D’abord apparu aux USA et en Angleterre, le newsgame conquiert peu à peu les rédactions françaises. Sans doute encore un peu iconoclaste pour nombre de journalistes, il ne s'agit pas pour autant d'un énième gadget numérique de geek attardé et hermétique à la lecture des journaux. Au contraire, il ouvre des perspectives éditoriales énormes en mixant intelligemment des sujets d’actualité complexes avec les codes ludiques du jeu vidéo.
Une expérience immersive pour le lecteur
Olivier Mauco, ancien ingénieur d'études au CNRS reconverti en concepteur de médias ludiques, donne une définition instructive du newsgame * : « C'est un dispositif ludique de mise en scène de l'information empruntant aux jeux vidéo ses codes cognitifs et « procéduraux ». Il s'inscrit dans la lignée des serious games , des applications développées à partir des technologies avancées du jeu vidéo, faisant appel aux mêmes approches de design et savoir-faire que le jeu classique (3D, temps réel, simulation d’objets, d’individus, d’environnements...) mais qui dépassent la dimension du divertissement ». De fait, les médias s’emparent de plus en plus de cette approche très innovante pour décliner des reportages d’un genre totalement nouveau où le lecteur n’est plus simplement le récepteur passif ou le simple dépositaire de commentaires sur un article en ligne mais un acteur investi dans une structure narrative qu’il construit lui-même en fonction des options qu’il retient au gré de son parcours informatif. Dans une conférence donnée au CFPJ Lab, Olivier Mauco expliquait : « le newsgame ** permet un mode de représentation, une immersion et une expérience pleine pour l’internaute qui dispose alors d’un éclairage nouveau sur un sujet donné et différent de la perception qu’il aurait en lisant un article classique. C’est ce que j’appelle le « régime sémiotique » de la simulation du jeu vidéo ».
La famille newsgame s’enrichit
Fort de cette capacité à simuler virtuellement des sujets d’actualité, le newsgame se décline sous divers formats.
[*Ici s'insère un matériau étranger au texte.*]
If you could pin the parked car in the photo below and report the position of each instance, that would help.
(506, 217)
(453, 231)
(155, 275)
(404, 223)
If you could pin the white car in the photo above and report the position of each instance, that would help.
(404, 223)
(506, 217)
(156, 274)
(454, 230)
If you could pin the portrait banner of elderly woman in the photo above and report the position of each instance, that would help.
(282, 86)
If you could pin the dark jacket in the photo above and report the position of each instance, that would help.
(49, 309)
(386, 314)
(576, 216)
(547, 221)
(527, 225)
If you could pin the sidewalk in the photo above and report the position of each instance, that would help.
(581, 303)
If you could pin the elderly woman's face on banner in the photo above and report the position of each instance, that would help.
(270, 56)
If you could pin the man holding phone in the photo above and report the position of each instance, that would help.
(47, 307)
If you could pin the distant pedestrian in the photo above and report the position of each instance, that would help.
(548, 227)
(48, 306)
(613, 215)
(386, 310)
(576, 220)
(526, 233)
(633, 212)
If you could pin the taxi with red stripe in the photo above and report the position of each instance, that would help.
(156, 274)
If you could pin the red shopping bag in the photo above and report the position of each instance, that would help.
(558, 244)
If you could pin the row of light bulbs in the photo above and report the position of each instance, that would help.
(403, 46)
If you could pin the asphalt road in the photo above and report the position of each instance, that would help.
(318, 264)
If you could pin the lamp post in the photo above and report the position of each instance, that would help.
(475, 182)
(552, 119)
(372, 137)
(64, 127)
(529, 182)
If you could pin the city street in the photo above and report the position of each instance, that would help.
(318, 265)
L’editorial game est l’un de ceux-ci. Souvent de format court, il vise à mobiliser sur un sujet très précis, par exemple « September 12th », qui propose à l’internaute de participer à l’intervention militaire au Moyen-Orient. À lui de prendre des décisions en fonction des événements. Au final, le propos du jeu est de montrer qu’une violence militaire attise plus encore le terrorisme qu’elle ne l’éradique.
Ensuite, on trouve des formats plus élaborés qui reposent sur des enquêtes journalistiques très fouillées ayant recueilli des témoignages, des vidéos, des chiffres sur une thématique spécifique. C’est le cas par exemple de Global Conflict . L’internaute est invité à éprouver les conditions de vie des Palestiniens confrontés au blocus de l’armée israélienne. Un jeu français baptisé « Joinville Le Pont » emmène quant à lui le « joueur » dans un centre de rétention pour réfugiés sans-papiers.
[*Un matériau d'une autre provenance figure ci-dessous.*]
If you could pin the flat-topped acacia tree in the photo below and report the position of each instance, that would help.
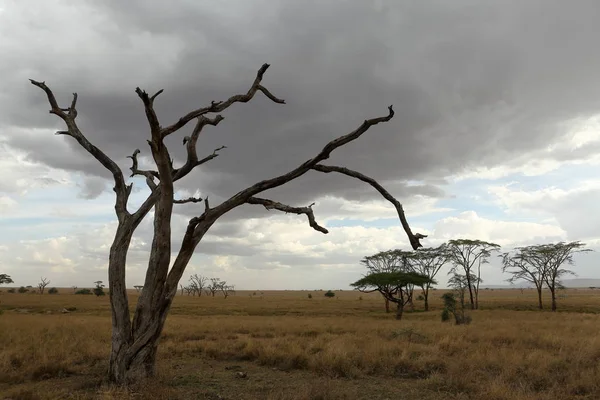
(135, 340)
L’exploitation des données numériques – le fameux Big Data - constitue un autre axe éditorial très prisé. Ainsi, le jeu « Budget Hero » offre la possibilité de se mettre aux commandes du budget de l’Etat américain. Le lecteur-joueur doit alors effectuer des choix alimentés par des données statistiques issues des administrations américaines. En fonction des options retenues, le jeu modélise leurs conséquences via des algorithmes puissants et permet ainsi de mieux appréhender des mécanismes parfois bien difficiles à résumer en 2 minutes 30 de reportage télévisé !
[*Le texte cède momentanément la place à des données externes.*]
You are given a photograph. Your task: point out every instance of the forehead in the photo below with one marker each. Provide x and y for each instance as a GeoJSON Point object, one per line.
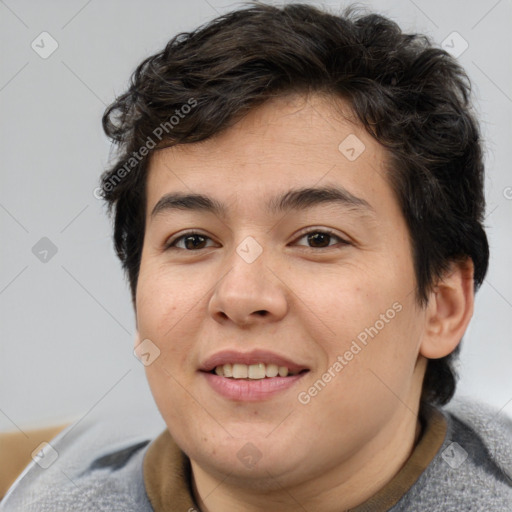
{"type": "Point", "coordinates": [287, 143]}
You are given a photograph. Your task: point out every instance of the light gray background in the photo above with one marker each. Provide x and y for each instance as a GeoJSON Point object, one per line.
{"type": "Point", "coordinates": [67, 325]}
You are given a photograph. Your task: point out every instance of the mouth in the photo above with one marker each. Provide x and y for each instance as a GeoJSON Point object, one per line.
{"type": "Point", "coordinates": [256, 371]}
{"type": "Point", "coordinates": [249, 377]}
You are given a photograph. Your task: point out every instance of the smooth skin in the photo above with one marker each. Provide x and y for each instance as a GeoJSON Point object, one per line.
{"type": "Point", "coordinates": [305, 298]}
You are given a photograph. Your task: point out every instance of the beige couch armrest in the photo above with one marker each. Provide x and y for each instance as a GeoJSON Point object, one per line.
{"type": "Point", "coordinates": [16, 449]}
Ce nouveau format n’est pas antinomique des traitements journalistiques plus traditionnels, mais au contraire l’opportunité de pratiquer un journalisme augmenté. En juillet 2009, le magazine américain Wired avait traité le sujet des pirates somaliens rançonnant les navires de plaisance et de commerce au large des côtes est africaines. Dans la version papier était paru un long reportage avec infographies détaillées à la clé sur l’économie de cette activité illicite. Sur le Web, le sujet se déclinait sous forme d’une base de données couplée à un jeu où le lecteur pouvait expérimenter in situ la vie du pirate, ses gains et ses pertes.
Vers une gamification de l’information ?
Le newsgame recèle un incroyable potentiel journalistique et informatif. Il permet de comprendre des données complexes sous forme de simulations plus accessibles. Il renforce de surcroît l’engagement de l’internaute en l’immisçant dans une expérience active où celui-ci manipule des données et prend des décisions. Un excellent moyen pour mieux saisir la difficulté de décisions macro-économiques par exemple.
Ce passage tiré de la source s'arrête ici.